Can an infinite sum of irrational numbers be rational?

Let $S = \sum_ {k=1}^\infty a_k $ where each $a_k$ is positive and irrational. Is it possible for $S$ to be rational, considering the additional restriction that none of the $a_k$'s is a linear combination of the other ?

By linear combination, we mean there exists some rational numbers $u,v$ such that $a_i = ua_j + v$.


Solution 1:

EDIT: Pardon me, but it has been shown in the comments by robjohn and Michael that these are not linearly independent.

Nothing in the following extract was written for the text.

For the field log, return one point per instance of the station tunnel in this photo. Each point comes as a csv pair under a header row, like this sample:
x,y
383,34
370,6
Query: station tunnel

Indeed:$$91a_1-10a_2=10$$     — Akiva Weinberger

Think of a series of real numbers with decimal expansions like

0.1100110000110000001100000000110000000000110000000...
0.0011001001001000010010000001001000000001001000000...
0.0000000110000100100001000010000100000010000100000...
0.0000000000000011000000100100000010000100000010000...
0.0000000000000000000000011000000001001000000001000...
0.0000000000000000000000000000000000110000000000100...
0.0000000000000000000000000000000000000000000000011...
...

That is, a given digit is only 1 in one the numbers in the series, and 0 everywhere else, and distributed like the above.

All those numbers are irrational because their decimal expansion never repeats, they are linearly independent, and their sum is 1/9 = 0.111111...

EDIT: Ángel Valencia proposes the following, unfortunately also without proof. It seems likely to work to me, but I (RemcoGerlich) am working on my own fix with proof.

0.10010000000100000000000000100000000000000000000001000000...
0.01101100011011000000000011011000000000000000000110110000...
0.00000011100000111000011100001110000000000000111000001110...
0.00000000000000000111100000000001111000001111000000000000...
0.00000000000000000000000000000000000111110000000000000000...
...

     —

Solution 2:

If $e^{\ln x}$ is not allowed, we can use another function's Maclaurin series. For example $$\tan \frac{\pi}4=\sum_{n=0}^\infty \frac{(-1)^n 2^{2n+2}(2^{2n+2}-1)B_{2n+2}}{(2n+2)!}\left(\frac{\pi}4\right)^{2n+1}=1.$$ Note that $(-1)^nB_{2n+2}$ is positive for all $n\in \mathbb{N}$. That guarantees that all terms in the series are positive.

Solution 3:

$$ \begin{align} 1 &=\log(e)\\ &=-\log\left(1-\left(1-\frac1e\right)\right)\\ &=\sum_{k=1}^\infty\frac1k\left(1-\frac1e\right)^k \end{align} $$ Since $e$ is transcendental, no finite rational combinations of the terms can be $0$.


Suppose that some finite rational combination of the terms were $0$, then for some $\{a_k\}\subset\mathbb{Q}$ $$ \begin{align} 0 &=\sum_{k=1}^n\frac{a_k}k\left(1-\frac1e\right)^k\\ &=\sum_{k=1}^n\sum_{j=0}^k\frac{a_k}k\binom{k}{j}(-1)^je^{-j}\\ &=\sum_{k=1}^n\left[\frac{a_k}k+\sum_{j=1}^k\frac{a_k}k\binom{k}{j}(-1)^je^{-j}\right]\\ &=\sum_{k=1}^n\frac{a_k}k+\sum_{j=1}^n\left[\sum_{k=j}^n(-1)^j\frac{a_k}k\binom{k}{j}\right]e^{-j} \end{align} $$ Therefore, $$ 0=\left[\sum_{k=1}^n\frac{a_k}k\right]e^n+\sum_{j=1}^n\left[\sum_{k=j}^n(-1)^j\frac{a_k}k\binom{k}{j}\right]e^{n-j} $$ which is impossible since $e$ is transcendental.